What can be said with confidence is that these new definitions do not reflect the practice of Emergency Medicine. “Sepsis” was previously defined as an inflammatory response (SIRS) in a patient with infection, but it has been changed to reflect a significantly greater degree of illness, namely organ dysfunction. Basing the diagnosis on the SOFA score makes it much harder for an ED physician to diagnose a patient with “sepsis”. Similarly, qSOFA may be a valuable tool for risk-stratification, but does not provide the ED physician with a screening tool for identifying low-risk patients suitable for discharge home.
Ultimately, this just may be an issue of semantics. As stated, we know that patients with infection are at risk of complex systemic response, organ failure and death. At what point the patient is labeled as “sepsis” is probably less important than identifying those patients at risk of deterioration. And given the role of the ED physician in initiating treatment and determining disposition, that may be where we should focus our energy.

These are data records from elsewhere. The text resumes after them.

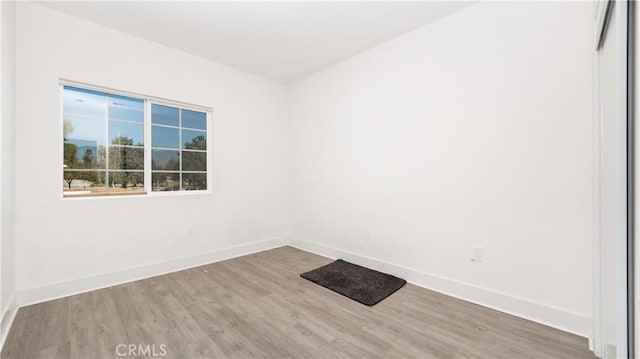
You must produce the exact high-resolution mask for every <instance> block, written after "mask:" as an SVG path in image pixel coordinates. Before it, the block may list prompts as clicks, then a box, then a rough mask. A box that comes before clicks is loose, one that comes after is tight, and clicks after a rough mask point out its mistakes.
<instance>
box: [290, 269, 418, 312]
mask: <svg viewBox="0 0 640 359" xmlns="http://www.w3.org/2000/svg"><path fill="white" fill-rule="evenodd" d="M300 276H301V277H302V278H305V279H308V280H310V281H312V282H314V283H316V284H319V285H321V286H323V287H325V288H329V289H331V290H332V291H334V292H336V293H340V294H342V295H344V296H345V297H347V298H351V299H353V300H355V301H357V302H360V303H362V304H366V305H374V304H376V303H378V302H380V301H381V300H383V299H384V298H386V297H388V296H390V295H391V294H393V293H394V292H395V291H397V290H398V289H400V288H402V286H403V285H405V284H406V283H407V281H406V280H404V279H401V278H398V277H394V276H392V275H390V274H385V273H381V272H378V271H374V270H372V269H369V268H365V267H361V266H359V265H356V264H352V263H349V262H345V261H343V260H342V259H338V260H337V261H335V262H333V263H329V264H327V265H325V266H322V267H320V268H316V269H314V270H312V271H309V272H306V273H302V274H300Z"/></svg>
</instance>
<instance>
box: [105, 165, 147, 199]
mask: <svg viewBox="0 0 640 359" xmlns="http://www.w3.org/2000/svg"><path fill="white" fill-rule="evenodd" d="M108 190H109V191H110V192H113V194H125V193H136V192H144V172H113V171H109V188H108Z"/></svg>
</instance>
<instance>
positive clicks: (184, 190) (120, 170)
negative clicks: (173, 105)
mask: <svg viewBox="0 0 640 359" xmlns="http://www.w3.org/2000/svg"><path fill="white" fill-rule="evenodd" d="M62 90H63V91H62V113H63V123H64V125H63V153H64V154H63V197H65V198H66V197H84V196H96V195H116V194H144V193H151V192H160V191H198V190H200V191H204V190H207V182H208V176H207V161H208V157H207V143H206V141H207V113H206V112H203V111H197V110H195V109H189V108H182V107H175V106H169V105H165V104H159V103H156V102H155V101H153V103H152V101H151V100H145V99H141V98H135V97H129V96H122V95H116V94H111V93H108V92H101V91H95V90H89V89H84V88H80V87H75V86H67V85H64V86H63V87H62ZM147 103H149V104H150V106H149V107H147ZM147 109H148V110H147ZM147 111H148V115H147ZM146 128H149V131H148V132H147V130H146ZM146 156H151V158H150V161H148V160H147V159H146ZM147 161H148V162H147ZM146 166H149V167H148V168H147V167H146ZM147 176H148V177H147ZM145 179H147V180H150V181H145ZM146 182H151V183H146Z"/></svg>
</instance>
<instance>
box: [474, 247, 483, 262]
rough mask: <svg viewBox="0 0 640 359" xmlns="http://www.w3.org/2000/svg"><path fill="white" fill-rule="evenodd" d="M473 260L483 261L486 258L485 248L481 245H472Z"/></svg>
mask: <svg viewBox="0 0 640 359" xmlns="http://www.w3.org/2000/svg"><path fill="white" fill-rule="evenodd" d="M471 260H472V261H475V262H482V261H483V260H484V248H482V247H480V246H471Z"/></svg>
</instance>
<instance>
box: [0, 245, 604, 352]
mask: <svg viewBox="0 0 640 359" xmlns="http://www.w3.org/2000/svg"><path fill="white" fill-rule="evenodd" d="M285 245H290V246H292V247H296V248H299V249H302V250H305V251H308V252H312V253H316V254H319V255H322V256H325V257H329V258H334V259H336V258H342V259H345V260H348V261H351V262H354V263H357V264H360V265H363V266H367V267H369V268H373V269H376V270H379V271H382V272H386V273H390V274H393V275H396V276H399V277H402V278H404V279H406V280H407V281H408V282H410V283H413V284H415V285H418V286H421V287H424V288H428V289H431V290H435V291H437V292H441V293H444V294H447V295H450V296H453V297H456V298H460V299H463V300H466V301H469V302H472V303H476V304H479V305H482V306H485V307H488V308H491V309H495V310H498V311H501V312H504V313H508V314H512V315H515V316H518V317H521V318H524V319H528V320H532V321H535V322H538V323H541V324H545V325H548V326H551V327H554V328H557V329H560V330H563V331H566V332H570V333H574V334H577V335H580V336H583V337H587V338H589V337H590V335H591V326H592V323H591V319H590V318H589V317H587V316H585V315H582V314H578V313H573V312H570V311H567V310H563V309H559V308H554V307H550V306H547V305H544V304H540V303H536V302H532V301H530V300H527V299H524V298H518V297H515V296H512V295H509V294H505V293H500V292H497V291H494V290H490V289H487V288H482V287H478V286H475V285H472V284H469V283H464V282H460V281H456V280H452V279H448V278H443V277H440V276H437V275H434V274H430V273H425V272H422V271H419V270H416V269H411V268H407V267H404V266H401V265H398V264H394V263H389V262H385V261H382V260H378V259H375V258H370V257H367V256H362V255H359V254H355V253H352V252H348V251H344V250H341V249H337V248H333V247H328V246H325V245H322V244H319V243H315V242H310V241H304V240H301V239H296V238H292V239H287V238H275V239H271V240H265V241H257V242H251V243H246V244H243V245H239V246H234V247H229V248H225V249H221V250H216V251H212V252H208V253H203V254H199V255H195V256H190V257H184V258H177V259H172V260H169V261H165V262H160V263H154V264H149V265H144V266H139V267H132V268H128V269H124V270H121V271H117V272H112V273H105V274H99V275H94V276H89V277H85V278H79V279H74V280H70V281H65V282H59V283H54V284H50V285H45V286H41V287H36V288H29V289H23V290H19V291H17V294H16V299H15V300H14V301H13V305H12V306H10V307H9V308H15V307H16V304H17V305H18V306H26V305H30V304H35V303H40V302H45V301H48V300H53V299H57V298H62V297H67V296H70V295H74V294H79V293H84V292H88V291H91V290H96V289H102V288H106V287H110V286H114V285H118V284H123V283H127V282H132V281H136V280H140V279H144V278H150V277H155V276H158V275H162V274H166V273H171V272H176V271H179V270H183V269H188V268H193V267H197V266H201V265H205V264H209V263H213V262H218V261H222V260H226V259H231V258H235V257H239V256H243V255H247V254H252V253H256V252H261V251H265V250H269V249H273V248H277V247H282V246H285ZM16 312H17V309H13V310H11V311H7V313H4V315H3V317H2V322H1V323H2V325H3V327H2V328H1V329H2V330H3V331H1V332H0V333H2V343H3V342H4V340H5V337H6V333H7V332H8V329H9V328H10V326H11V323H12V321H13V318H14V317H15V313H16ZM4 326H6V329H5V327H4ZM0 348H1V346H0Z"/></svg>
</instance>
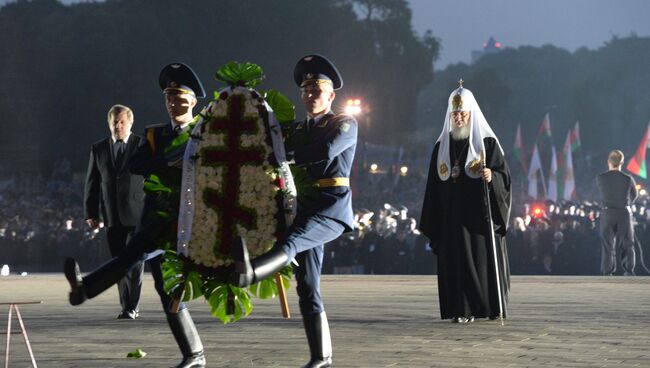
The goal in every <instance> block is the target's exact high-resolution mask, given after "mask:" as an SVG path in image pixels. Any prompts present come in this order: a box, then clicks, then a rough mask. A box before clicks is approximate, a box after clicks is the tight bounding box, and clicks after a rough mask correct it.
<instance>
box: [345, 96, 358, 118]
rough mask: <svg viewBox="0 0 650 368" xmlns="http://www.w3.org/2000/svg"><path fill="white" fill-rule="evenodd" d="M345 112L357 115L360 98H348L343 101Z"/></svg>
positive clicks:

  • We still need a screening tool to identify patients with infection. This is not addressed in Sepsis-3. While these investigators chose to remove the SIRS criteria from the definition of sepsis, it may not make sense to remove them from our ED screening (at least for now). We know that utilization of the SIRS criteria for ED screening and early initiation of treatment has been associated with improved patient outcomes [18].
  • “Sepsis” is diagnosed by Sepsis-3 as suspected infection coupled with an acute increase in the SOFA score of 2 or more. However, the cumbersome nature of the SOFA score makes it difficult to apply in the ED.
  • The qSOFA score was designed for easy application at the bedside, but it was created as a risk-stratification tool, NOT a screening tool. A qSOFA ≥ 2 should concern you, but a qSOFA < 2 should not reassure you. Do not use it as a substitute for SIRS.
  • Septic Shock is now defined as initiation of vasopressors to maintain a MAP ≥ 65mmHg, coupled with a lactate > 2.0 mmol/L following “adequate fluid resuscitation”. These patients are at highest risk of death.
  • Keep an eye on your initial lactate. A lactate ≥ 4.0 mmol/L has a specificity of 92% for in-hospital mortality in patients with infection [10].

Dr. Shannon Fernando is a 3rd year Emergency Medicine resident at the University of Ottawa. He has a particular interest in critical care, resuscitation, airway management, and point-of-care ultrasound. His research focuses on the use of predictive modeling techniques to identify and risk-stratify Emergency Department patients with critical illness. He will be pursuing his fellowship training in Critical Care Medicine at the University of Ottawa in July 2017.